Un gouvernement dont le chef est sans majorité à l’Assemblée nationale, dans des circonstances financières critiques doublées d’un climat politique passionnel – en France, il l’est presque toujours – peut redresser une nation. La France l’a déjà fait ! C’est en effet la situation que notre pays a connue en 1926, quand Raymond Poincaré a été nommé président du Conseil. Poincaré était le modèle d’homme politique le plus abouti de la IIIe République.
Plusieurs fois ministre, puis président du Conseil en 1912, il fut président de la République pendant la Grande Guerre. Il redevint président du Conseil après le conflit, en 1922, dans un contexte budgétaire déjà difficile. L’un de ses faits d’armes fut de faire occuper militairement, et in fine sans succès, la Ruhr, pour forcer les Allemands à payer des réparations de guerre alors qu’ils rechignaient à le faire. La France s’était fortement endettée pendant le conflit. L’instabilité politique inquiétait nos créanciers. La crise financière et monétaire s’aggrava sous le Cartel des gauches et sous le ministère d’Edouard Herriot, à partir de 1924.
“Le mur de l’argent”, coupable facile
Le Cartel des gauches, comme le Nouveau Front populaire aujourd’hui, consistait en une alliance électorale sans homogénéité programmatique. Imprécis et indécis, Herriot était incapable de mener une politique économique conséquente et de rassurer les marchés, alors même qu’il avait hérité d’une situation assainie sur le plan des finances publiques. Il rendait responsables “le mur de l’argent” et la Banque de France, qui ne pouvait plus recourir à la planche à billets comme jadis, de faire échouer sa politique, laquelle finit par être rejetée par le Parlement.

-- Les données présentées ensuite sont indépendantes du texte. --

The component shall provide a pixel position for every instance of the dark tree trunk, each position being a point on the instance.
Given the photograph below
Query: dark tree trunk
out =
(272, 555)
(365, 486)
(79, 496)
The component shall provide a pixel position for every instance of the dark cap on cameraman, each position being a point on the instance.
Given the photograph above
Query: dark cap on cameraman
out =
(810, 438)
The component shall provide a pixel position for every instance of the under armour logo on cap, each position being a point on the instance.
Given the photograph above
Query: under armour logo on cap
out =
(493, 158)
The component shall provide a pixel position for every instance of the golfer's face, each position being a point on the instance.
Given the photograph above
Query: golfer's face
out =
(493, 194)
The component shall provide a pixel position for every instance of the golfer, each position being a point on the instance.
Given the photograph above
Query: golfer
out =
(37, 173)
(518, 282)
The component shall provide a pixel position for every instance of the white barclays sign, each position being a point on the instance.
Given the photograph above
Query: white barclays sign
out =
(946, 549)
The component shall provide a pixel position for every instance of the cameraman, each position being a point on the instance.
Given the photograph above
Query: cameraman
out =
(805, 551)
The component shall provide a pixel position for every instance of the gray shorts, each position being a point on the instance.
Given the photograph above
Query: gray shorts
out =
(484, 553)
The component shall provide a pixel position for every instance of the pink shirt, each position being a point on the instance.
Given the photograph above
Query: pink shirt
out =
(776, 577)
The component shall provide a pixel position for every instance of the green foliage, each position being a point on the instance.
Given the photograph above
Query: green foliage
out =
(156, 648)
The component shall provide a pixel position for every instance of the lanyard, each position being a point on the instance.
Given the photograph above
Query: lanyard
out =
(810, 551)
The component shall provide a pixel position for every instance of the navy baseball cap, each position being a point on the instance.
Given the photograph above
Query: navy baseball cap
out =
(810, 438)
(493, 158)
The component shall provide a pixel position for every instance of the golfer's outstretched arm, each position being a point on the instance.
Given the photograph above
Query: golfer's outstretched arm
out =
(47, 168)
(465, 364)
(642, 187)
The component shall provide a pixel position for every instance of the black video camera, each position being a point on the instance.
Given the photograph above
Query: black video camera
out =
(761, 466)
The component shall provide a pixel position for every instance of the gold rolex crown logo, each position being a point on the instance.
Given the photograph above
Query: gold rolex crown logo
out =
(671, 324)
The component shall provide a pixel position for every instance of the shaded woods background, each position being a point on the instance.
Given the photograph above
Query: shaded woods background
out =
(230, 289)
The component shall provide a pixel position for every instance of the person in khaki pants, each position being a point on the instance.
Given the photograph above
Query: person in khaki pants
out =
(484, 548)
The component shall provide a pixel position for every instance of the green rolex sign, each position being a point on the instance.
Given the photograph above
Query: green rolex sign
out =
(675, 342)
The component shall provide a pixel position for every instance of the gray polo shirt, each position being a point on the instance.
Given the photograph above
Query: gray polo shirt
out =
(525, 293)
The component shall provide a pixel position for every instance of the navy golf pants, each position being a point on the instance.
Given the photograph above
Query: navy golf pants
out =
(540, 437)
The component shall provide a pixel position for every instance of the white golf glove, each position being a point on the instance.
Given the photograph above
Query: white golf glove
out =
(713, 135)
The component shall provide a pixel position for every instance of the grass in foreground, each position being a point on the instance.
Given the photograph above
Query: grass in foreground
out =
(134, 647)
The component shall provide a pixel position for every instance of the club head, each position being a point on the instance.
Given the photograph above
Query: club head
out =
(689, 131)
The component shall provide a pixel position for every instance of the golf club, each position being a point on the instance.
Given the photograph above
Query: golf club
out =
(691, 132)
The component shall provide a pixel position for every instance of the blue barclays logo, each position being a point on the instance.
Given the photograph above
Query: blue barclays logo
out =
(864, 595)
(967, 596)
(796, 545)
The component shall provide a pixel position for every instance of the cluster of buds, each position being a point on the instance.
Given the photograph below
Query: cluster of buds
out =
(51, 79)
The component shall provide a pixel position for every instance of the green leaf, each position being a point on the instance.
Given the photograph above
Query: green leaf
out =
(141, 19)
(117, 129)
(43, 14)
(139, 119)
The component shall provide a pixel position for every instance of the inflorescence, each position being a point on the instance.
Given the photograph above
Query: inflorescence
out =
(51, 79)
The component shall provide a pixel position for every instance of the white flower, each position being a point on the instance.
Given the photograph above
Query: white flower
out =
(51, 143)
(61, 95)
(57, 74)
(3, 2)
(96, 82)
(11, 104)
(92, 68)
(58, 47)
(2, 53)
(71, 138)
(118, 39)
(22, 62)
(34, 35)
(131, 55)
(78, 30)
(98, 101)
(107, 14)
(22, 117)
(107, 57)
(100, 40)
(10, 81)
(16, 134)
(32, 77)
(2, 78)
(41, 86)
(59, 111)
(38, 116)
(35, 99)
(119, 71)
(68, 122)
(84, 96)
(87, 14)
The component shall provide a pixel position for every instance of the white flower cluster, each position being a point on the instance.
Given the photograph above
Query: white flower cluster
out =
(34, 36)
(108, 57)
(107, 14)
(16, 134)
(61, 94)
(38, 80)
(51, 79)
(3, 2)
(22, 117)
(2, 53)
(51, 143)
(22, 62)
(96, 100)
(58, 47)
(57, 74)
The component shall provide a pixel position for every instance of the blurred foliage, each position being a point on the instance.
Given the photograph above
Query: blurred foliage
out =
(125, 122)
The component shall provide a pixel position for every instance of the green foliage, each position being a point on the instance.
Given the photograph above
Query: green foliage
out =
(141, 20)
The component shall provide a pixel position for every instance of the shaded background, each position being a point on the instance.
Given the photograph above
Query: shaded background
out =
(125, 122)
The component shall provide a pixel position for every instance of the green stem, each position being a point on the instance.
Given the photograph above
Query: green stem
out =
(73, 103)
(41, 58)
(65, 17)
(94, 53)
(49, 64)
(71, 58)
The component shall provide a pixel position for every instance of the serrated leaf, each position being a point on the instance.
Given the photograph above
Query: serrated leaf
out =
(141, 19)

Si la gauche française souffre d’une mauvaise réputation dans la conduite de la politique économique, elle le doit largement à Herriot et au Cartel. Le président Gaston Doumergue s’en remit alors, avec la bénédiction des députés, pourtant majoritairement à gauche, à un “homme providentiel” pour diriger un gouvernement d’union nationale. Poincaré incarnait l’expérience, quand le Cartel des gauches fleurait bon l’aventurisme.
Républicain, laïque, rigoureux mais audacieux comme l’affaire de la Ruhr l’avait montré, Poincaré s’appuya sur une coalition de partis rassemblant le centre droit, la droite modérée et les radicaux-socialistes. Il avait le soutien des milieux d’affaires et des classes moyennes, qui avaient apprécié par le passé sa politique de stabilité et de discipline économique. Ce qui ne l’empêcha pas de confier les Affaires étrangères à un homme de gauche, Aristide Briand, lui-même ancien président du Conseil – la IIIe République n’en manquait pas.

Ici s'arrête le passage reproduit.